From genetic to genomic markers
As we discussed in last week’s post, different parts of the DNA can be used as genetic markers for analyses relating to conservation, ecology and evolution. We looked at a few different types of markers (allozymes, microsatellites, mitochondrial DNA) and why different markers are good for different things. This week, we’ll focus on the much grander and more modern state of genomics; that is, using DNA markers that are often thousands of genes big!
I briefly mentioned last week that the development of genomics was largely facilitated by what we call ‘next-generation sequencing’, which allows us to easily obtain billions of fragments of DNA and collate them into a useful dataset. Most genomic technologies differ based on how they fragment the DNA for sequencing and how the data is processed.
While the analytical, monetary and time cost of obtaining genomic data has decreased as sequencing technology has improved, we still need to balance these factors together when deciding which method to use. Many methods allow us to put many individual samples together in the same reaction (we tell which sequence belongs to which sequence using special ‘barcode sequences’ that code for one specific sample): in this case, we also need to consider how many samples to place together (“multiplex”).
As a broad generalisation, we can separate most genomic sequencing methods into two broad categories: whole genome or reduced-representation. As the name suggests, whole genome sequencing involves collecting the entire genome of the individuals we use, although this is generally very expensive and can only be done with a limited number of samples at a time. If we want to have a much larger dataset, often we’ll use reduced-representation methods: these involve breaking down the whole genome into much smaller fragments and as many of these as we can to get a broad overview of the genome. Reduced-representation methods are much cheaper and are appropriate for larger sample sizes than whole genome, but naturally lose large amounts of information from the genome.
Restriction-site associated DNA (RADseq)
Within the Molecular Ecology Lab, we predominantly use a technology known as “double digest restriction site-associated DNA sequencing”, which is a huge mouthful so we just call it ‘ddRAD’. This sounds incredibly complicated, but (as far as sequencing methods go, anyway) is actually relatively simple. We take the genome of a sample, and then using particular enzymes (called ‘restriction enzymes’), we break the genome randomly down into small fragments (usually up to 200 bases long, after we filter it). We then attach a specific barcode for that individual, and a few more bits and pieces as part of the sequencing process, and then pool them together. This pool (a “library”) is sent off to a facility to be run through a sequencing machine and produce the data we work with. The ‘dd’ part of ‘ddRAD’ just means that a pair of restriction enzymes are used in this method, instead of just one (it’s a lot cleaner and more efficient).
Gene expression and transcriptomics
Sometimes, however, we might not even want to look at the exact DNA sequence.
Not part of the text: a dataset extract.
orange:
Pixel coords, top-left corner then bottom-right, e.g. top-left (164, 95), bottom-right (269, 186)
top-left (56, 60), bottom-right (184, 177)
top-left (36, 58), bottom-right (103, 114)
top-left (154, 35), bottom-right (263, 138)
You might remember in an earlier blog post that I mentioned genes can be ‘switched on’ or ‘switched off’ by activator or repressor proteins. Well, because of this, we can have the exact same genes act in different ways depending on the environment. This is most observable in tissue development: although all of the cells of all of your organs have the exact same genome, the control of gene expression changes what genes are active and thus the physiology of the organ. We might also have genes which are only active in an organism under certain conditions, like heat shock proteins under hot conditions.
This can be an important part of evolution as being able to easily change genetic expression may allow an individual to adapt to new environmental pressures much more easily; we call this ‘phenotypic plasticity’. In this case, instead of sequencing the DNA, we might want to look at which genes are expressed, or how much they are expressed, in different conditions or populations: this is called ‘comparative transcriptomics’. So instead of sequencing the DNA, we sequence the RNA of an organism (the middle step of making proteins, so most RNAs are only present if the gene is being expressed).
Despite how it must appear, most of the work with genomic datasets actually comes after you get the sequences back. Because of the nature and scale of genomic datasets, rigorous analytical pipelines are needed to manage and filter data from the billions of small sequences into full sequences of high quality. There are many different ways to do this, and usually involves playing with parameters, so I won’t delve into the details (although some of it is explained in the boxed part of the flowchart figure).
The future of genomics
No doubt as the technology improves, whole genome sequencing will become progressively more feasible for more species, opening up the doors for a new avalanche of data and possibilities. In any case, we’ve come a long way since the first whole genome (for Haemophilus influenzae) in 1995 and the construction of the whole human genome in 2003.